BookmarkSubscribeRSS Feed
🔒 This topic is solved and locked. Need further help from the community? Please sign in and ask a new question.
robertrao
Quartz | Level 8

Hi,

Please help me in solving this....

HAVE table is what we have and we need to get the corresponding departments for each IN-OUT  pair from the LOOKUP table.

HAVE table can have missing date-times sometimes....for either the IN or OUT in a pair!!!!

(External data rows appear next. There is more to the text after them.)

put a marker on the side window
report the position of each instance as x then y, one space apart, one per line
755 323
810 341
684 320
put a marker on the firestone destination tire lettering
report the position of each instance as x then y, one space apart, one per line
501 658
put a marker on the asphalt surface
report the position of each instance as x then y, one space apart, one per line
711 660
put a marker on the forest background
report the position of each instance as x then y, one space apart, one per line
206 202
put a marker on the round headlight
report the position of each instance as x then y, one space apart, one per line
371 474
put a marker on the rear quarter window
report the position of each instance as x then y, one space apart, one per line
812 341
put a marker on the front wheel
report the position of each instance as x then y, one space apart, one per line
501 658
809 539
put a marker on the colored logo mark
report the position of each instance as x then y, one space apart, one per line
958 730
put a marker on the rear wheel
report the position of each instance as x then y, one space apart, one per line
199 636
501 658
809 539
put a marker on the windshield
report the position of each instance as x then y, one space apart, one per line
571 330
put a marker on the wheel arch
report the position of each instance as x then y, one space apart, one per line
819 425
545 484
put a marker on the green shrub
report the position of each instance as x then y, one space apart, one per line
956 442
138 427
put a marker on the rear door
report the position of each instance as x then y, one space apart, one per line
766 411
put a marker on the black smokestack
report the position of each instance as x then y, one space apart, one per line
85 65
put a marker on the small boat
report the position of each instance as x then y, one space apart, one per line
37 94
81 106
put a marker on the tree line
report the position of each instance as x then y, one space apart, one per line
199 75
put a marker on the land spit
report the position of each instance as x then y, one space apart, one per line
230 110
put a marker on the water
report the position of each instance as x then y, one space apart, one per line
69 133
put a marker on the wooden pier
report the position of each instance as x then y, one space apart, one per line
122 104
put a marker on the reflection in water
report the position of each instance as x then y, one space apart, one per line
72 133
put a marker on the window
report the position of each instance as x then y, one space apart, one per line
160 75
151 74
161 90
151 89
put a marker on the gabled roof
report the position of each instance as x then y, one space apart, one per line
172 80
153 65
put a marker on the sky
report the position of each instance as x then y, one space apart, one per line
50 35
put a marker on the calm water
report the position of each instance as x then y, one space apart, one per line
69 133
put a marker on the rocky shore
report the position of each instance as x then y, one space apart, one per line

basically we need to check to see where out IN-OUT pair falls in  the LOOKUP table and pick the corresponding department

sometimes a person can be having IN from one department and OUT from other department ........

Thanks

HAVE

       ID             IN1                       OUT1                IN2                               OUT2                       IN3                   OUT3 

101  06AUG2013:13:55  06AUG2013:17:14  16AUG2013:17:02  17AUG2013:07:00   29AUG2013:12:28        .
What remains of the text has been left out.